Parmotrema pseudotinctorum (des Abb.) Hale is a foliose lichen able to colonize large areas on rock surfaces in semiarid and warm localities in the Canary Islands. In
this contribution, we investigate the phycobionts of this successful lichen under these extreme
environmental conditions using ultrastructural and genetic methodologies. Two populations
from La Gomera and La Palma islands were analyzed. After TEM analyses, three algal types
were clearly distinguished in intrathalline symbiosis, provisionally named Ph1, Ph2, and
Ph3. Two of them (Ph1 and Ph2) were Trebouxia showing a well visible pyrenoid corticolatype the chloroplast thylakoids being very different in both. The type Ph3 could be a taxon
included in the genus Asterochloris. Our molecular approach consisted in sequencing two different DNA loci: a portion of the chloroplast psbA gene and nuclear ITS. Sequences of the
psbA gene resulted in electrophoretograms showing double peaks when DNA extracted from
the whole lichen thallus was used as template. Such double peaks were interpreted as single
nucleotide polymorphisms (SNPs). This interpretation was confirmed by cloning. However,
no intrathalline polymorphisms were detected among the nrITS sequences. Phylogenetic
analyses on the basis of the psbA gene revealed three distinct clades. It is likely that these
clades corresponded to the the three different morphotypes revealed by TEM. One of these
clades, was closely related to T. corticola, other was related to Asterochloris glomerata and
the third did not grouped with any specific taxa. These results are the first piece of evidence
that algal coexistence may even be established between species of different genera of the Trebouxiophyceae (Asterochloris and Trebouxia at least). Moreover, the coexistence of several
microalgal taxa evidenced in this study appears as a consistent character among the populations of this foliose lichen. Further isolation and cultivation of the three different algal types
and physiological studies should shed light on the ecological plasticity of the entire holobiont.
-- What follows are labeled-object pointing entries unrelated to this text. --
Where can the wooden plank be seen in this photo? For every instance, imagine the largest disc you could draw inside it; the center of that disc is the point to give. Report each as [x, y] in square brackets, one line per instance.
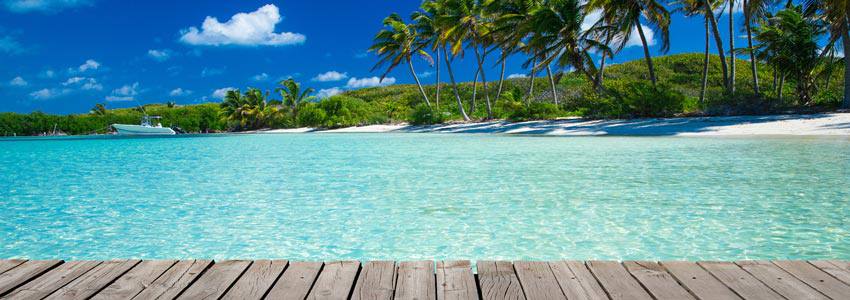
[498, 281]
[616, 280]
[576, 280]
[8, 264]
[216, 280]
[739, 280]
[53, 280]
[455, 281]
[136, 280]
[537, 280]
[335, 281]
[656, 280]
[95, 280]
[698, 281]
[416, 281]
[175, 280]
[780, 281]
[257, 280]
[23, 273]
[816, 278]
[376, 281]
[838, 269]
[296, 281]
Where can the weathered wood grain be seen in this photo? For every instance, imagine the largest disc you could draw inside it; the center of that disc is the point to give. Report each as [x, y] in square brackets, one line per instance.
[136, 280]
[814, 277]
[296, 281]
[336, 280]
[616, 280]
[376, 281]
[175, 280]
[416, 281]
[698, 281]
[537, 280]
[257, 280]
[740, 281]
[93, 281]
[455, 281]
[576, 280]
[215, 281]
[51, 281]
[656, 280]
[23, 273]
[498, 281]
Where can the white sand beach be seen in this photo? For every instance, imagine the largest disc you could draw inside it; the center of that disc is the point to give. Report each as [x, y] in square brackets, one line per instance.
[831, 124]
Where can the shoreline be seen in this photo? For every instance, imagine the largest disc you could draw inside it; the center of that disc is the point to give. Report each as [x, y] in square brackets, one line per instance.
[824, 124]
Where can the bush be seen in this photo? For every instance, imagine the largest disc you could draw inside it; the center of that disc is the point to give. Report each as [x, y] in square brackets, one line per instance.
[424, 115]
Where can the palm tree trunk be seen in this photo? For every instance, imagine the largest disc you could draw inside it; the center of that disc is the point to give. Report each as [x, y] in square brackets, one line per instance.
[480, 59]
[454, 85]
[474, 92]
[646, 52]
[753, 62]
[552, 84]
[531, 81]
[731, 47]
[418, 84]
[717, 40]
[437, 98]
[705, 65]
[845, 40]
[501, 78]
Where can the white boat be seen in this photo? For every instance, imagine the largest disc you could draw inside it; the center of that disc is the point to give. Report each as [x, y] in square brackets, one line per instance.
[147, 127]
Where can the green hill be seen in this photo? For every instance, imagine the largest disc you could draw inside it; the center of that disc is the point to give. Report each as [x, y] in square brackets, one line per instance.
[628, 93]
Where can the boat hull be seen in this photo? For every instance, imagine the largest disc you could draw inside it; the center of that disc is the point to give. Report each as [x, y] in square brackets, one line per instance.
[124, 129]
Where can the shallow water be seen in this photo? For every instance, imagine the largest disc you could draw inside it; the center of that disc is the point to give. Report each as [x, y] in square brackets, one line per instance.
[421, 196]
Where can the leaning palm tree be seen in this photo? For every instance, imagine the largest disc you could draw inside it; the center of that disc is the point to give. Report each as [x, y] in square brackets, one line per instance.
[428, 34]
[397, 43]
[292, 96]
[626, 15]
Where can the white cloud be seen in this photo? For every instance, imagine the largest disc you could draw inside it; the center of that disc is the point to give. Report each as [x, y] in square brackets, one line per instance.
[220, 93]
[261, 77]
[89, 65]
[244, 29]
[325, 93]
[25, 6]
[124, 93]
[18, 81]
[330, 76]
[44, 94]
[179, 92]
[159, 55]
[83, 83]
[9, 45]
[355, 83]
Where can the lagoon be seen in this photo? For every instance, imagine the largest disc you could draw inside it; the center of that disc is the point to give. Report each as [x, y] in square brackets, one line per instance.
[425, 196]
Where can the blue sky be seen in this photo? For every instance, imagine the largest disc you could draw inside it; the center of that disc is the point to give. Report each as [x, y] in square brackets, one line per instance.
[64, 56]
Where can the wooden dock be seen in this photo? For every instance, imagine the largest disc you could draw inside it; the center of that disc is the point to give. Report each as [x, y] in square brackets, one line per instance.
[280, 279]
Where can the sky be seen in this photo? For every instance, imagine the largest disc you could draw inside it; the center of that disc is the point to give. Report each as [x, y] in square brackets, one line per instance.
[65, 56]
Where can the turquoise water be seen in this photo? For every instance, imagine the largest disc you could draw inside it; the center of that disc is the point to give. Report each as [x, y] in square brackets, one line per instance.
[420, 196]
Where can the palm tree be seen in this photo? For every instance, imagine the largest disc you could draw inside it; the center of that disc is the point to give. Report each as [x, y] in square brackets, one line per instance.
[559, 36]
[291, 94]
[442, 43]
[397, 43]
[465, 23]
[836, 15]
[428, 34]
[626, 15]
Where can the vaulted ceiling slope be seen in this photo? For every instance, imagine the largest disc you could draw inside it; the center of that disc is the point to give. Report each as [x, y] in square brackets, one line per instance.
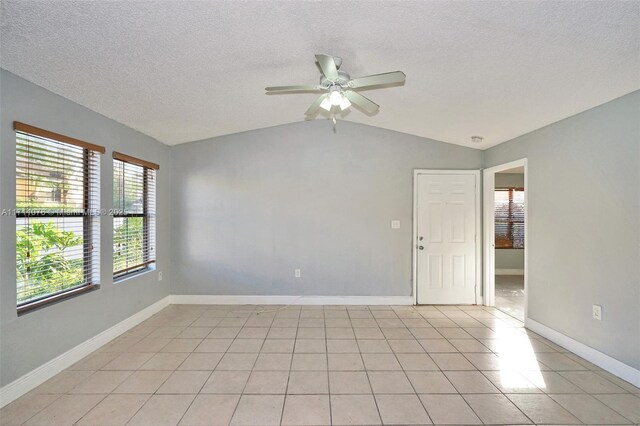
[187, 70]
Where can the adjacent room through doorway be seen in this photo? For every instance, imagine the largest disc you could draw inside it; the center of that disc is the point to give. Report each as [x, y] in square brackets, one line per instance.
[509, 241]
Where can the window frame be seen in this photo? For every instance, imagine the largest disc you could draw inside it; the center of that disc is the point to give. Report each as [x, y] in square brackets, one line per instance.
[88, 241]
[510, 221]
[146, 216]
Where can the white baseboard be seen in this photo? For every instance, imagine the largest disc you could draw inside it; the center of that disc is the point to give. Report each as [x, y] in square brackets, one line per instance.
[594, 356]
[34, 378]
[194, 299]
[509, 271]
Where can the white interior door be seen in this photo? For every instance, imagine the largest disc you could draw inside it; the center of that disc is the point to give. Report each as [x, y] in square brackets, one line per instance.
[446, 238]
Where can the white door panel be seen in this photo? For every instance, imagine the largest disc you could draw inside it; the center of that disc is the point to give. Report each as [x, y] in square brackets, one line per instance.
[446, 239]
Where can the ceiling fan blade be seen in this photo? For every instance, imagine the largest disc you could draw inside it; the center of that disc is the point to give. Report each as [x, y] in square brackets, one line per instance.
[360, 101]
[378, 79]
[328, 66]
[294, 89]
[315, 106]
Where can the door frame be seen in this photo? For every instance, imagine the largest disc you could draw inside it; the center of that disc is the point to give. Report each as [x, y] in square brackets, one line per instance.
[414, 235]
[488, 180]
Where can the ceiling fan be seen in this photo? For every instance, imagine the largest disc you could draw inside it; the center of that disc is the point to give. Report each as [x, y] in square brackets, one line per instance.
[339, 89]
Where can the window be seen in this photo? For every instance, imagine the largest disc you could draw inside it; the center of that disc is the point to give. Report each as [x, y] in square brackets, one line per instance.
[509, 204]
[134, 200]
[57, 220]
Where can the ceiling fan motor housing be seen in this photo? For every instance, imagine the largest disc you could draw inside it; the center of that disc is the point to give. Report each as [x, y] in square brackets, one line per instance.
[342, 80]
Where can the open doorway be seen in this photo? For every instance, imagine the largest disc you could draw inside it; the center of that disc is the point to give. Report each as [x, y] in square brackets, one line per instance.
[505, 192]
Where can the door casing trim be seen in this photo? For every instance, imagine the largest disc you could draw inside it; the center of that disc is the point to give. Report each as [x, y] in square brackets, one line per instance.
[478, 234]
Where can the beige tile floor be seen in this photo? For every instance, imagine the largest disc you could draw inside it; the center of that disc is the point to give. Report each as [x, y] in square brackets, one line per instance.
[316, 365]
[510, 295]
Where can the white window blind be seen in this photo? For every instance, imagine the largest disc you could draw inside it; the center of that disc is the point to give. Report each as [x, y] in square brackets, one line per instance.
[134, 199]
[57, 215]
[509, 218]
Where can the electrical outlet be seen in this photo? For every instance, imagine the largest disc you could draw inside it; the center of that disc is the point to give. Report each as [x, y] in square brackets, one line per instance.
[597, 312]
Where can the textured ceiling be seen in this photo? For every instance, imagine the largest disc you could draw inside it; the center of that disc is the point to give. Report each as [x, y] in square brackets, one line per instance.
[181, 71]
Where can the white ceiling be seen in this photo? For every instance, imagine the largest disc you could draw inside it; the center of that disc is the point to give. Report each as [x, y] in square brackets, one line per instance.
[187, 70]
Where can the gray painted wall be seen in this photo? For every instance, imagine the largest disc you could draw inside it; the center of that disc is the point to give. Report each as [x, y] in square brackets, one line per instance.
[39, 336]
[249, 208]
[584, 224]
[509, 258]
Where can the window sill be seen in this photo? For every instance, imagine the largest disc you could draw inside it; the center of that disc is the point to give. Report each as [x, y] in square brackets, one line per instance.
[23, 309]
[132, 274]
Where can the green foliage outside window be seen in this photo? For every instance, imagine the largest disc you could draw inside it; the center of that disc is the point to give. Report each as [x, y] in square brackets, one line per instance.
[42, 265]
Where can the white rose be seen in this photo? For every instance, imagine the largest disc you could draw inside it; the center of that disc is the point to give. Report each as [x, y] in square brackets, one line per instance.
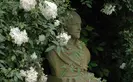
[34, 56]
[63, 38]
[28, 5]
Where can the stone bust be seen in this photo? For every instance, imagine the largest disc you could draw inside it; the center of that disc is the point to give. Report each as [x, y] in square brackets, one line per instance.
[71, 65]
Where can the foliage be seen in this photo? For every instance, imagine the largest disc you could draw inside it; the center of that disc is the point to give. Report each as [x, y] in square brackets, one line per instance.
[87, 2]
[14, 58]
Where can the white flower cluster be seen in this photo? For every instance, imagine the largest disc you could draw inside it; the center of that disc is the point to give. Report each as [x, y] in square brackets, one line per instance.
[30, 75]
[48, 9]
[123, 65]
[63, 38]
[28, 5]
[108, 9]
[18, 36]
[56, 23]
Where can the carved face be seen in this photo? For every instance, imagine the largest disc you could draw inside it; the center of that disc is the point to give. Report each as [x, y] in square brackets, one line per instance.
[74, 26]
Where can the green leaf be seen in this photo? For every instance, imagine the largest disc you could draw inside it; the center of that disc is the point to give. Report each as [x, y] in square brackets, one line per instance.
[50, 48]
[2, 38]
[99, 48]
[93, 64]
[58, 50]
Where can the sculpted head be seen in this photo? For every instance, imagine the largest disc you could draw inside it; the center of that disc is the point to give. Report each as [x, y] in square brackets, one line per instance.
[73, 25]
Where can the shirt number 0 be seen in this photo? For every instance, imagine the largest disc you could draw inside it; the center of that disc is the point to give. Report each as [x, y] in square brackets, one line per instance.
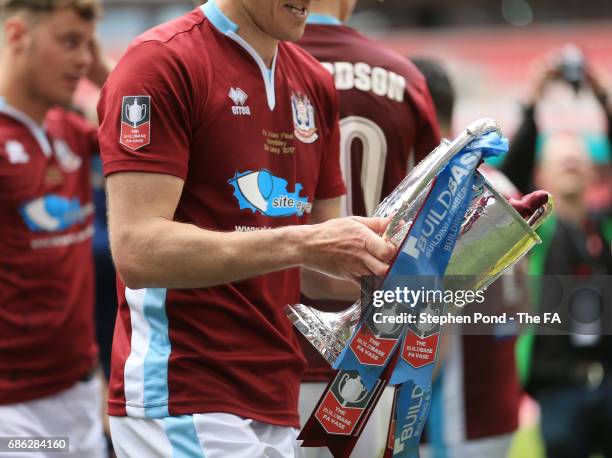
[374, 146]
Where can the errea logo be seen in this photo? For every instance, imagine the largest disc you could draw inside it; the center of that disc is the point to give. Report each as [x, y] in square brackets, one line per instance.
[238, 96]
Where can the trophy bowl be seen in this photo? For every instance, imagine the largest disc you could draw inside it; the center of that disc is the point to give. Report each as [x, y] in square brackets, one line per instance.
[493, 237]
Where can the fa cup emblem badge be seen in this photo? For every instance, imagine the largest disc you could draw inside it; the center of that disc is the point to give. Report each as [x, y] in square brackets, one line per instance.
[135, 112]
[135, 121]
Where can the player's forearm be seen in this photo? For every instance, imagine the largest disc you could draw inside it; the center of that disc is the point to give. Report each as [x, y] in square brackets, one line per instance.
[168, 254]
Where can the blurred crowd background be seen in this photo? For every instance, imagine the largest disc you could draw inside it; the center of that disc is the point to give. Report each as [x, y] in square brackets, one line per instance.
[490, 49]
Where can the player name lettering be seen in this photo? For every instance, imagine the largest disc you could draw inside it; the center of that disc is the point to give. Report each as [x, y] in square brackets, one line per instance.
[364, 77]
[241, 111]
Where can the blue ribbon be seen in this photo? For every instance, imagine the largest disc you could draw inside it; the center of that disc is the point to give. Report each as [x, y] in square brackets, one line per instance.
[428, 252]
[449, 198]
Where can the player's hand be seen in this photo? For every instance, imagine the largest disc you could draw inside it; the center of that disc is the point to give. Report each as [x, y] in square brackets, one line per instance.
[542, 73]
[348, 248]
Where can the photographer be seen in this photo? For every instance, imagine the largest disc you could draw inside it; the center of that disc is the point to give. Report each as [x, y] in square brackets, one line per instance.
[569, 375]
[569, 66]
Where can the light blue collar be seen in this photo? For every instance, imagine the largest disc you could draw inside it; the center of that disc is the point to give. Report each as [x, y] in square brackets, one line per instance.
[218, 19]
[322, 19]
[227, 27]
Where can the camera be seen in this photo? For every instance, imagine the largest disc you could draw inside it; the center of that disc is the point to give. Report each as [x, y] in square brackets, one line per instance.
[570, 66]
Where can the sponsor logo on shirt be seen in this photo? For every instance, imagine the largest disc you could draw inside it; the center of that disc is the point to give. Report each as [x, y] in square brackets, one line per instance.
[303, 118]
[135, 121]
[53, 213]
[262, 192]
[238, 96]
[16, 152]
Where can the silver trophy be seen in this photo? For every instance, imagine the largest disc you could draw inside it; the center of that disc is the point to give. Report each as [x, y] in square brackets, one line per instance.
[493, 237]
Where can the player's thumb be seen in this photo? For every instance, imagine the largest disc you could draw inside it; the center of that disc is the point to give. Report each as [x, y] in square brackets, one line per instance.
[378, 225]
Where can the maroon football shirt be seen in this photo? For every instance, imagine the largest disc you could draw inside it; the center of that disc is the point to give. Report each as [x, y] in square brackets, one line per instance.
[387, 121]
[47, 338]
[255, 147]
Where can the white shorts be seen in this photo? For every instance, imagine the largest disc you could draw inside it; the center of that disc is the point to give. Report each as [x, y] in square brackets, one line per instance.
[496, 446]
[75, 413]
[373, 440]
[210, 435]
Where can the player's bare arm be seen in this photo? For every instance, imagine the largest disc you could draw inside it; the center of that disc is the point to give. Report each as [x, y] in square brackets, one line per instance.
[152, 250]
[316, 285]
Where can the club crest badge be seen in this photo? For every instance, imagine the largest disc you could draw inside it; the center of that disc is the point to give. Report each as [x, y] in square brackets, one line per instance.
[135, 121]
[303, 118]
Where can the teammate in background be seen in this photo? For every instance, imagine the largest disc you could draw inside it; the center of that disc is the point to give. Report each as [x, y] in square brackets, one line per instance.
[475, 398]
[219, 142]
[387, 124]
[48, 356]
Along with such variety of intrathalline coexisting algae, another unexpected result was the
observation of an almost continuous layer of bacterial-communities coating the lower cortex in all the studied samples of P. pseudotinctorum. The function of these biofilms in the
lichen symbiosis remains to be elucidated. The existence of such particular symbiosis involving different algal species and bacteria could be explained by an increased fitness in particular habitats or under specific environmental conditions.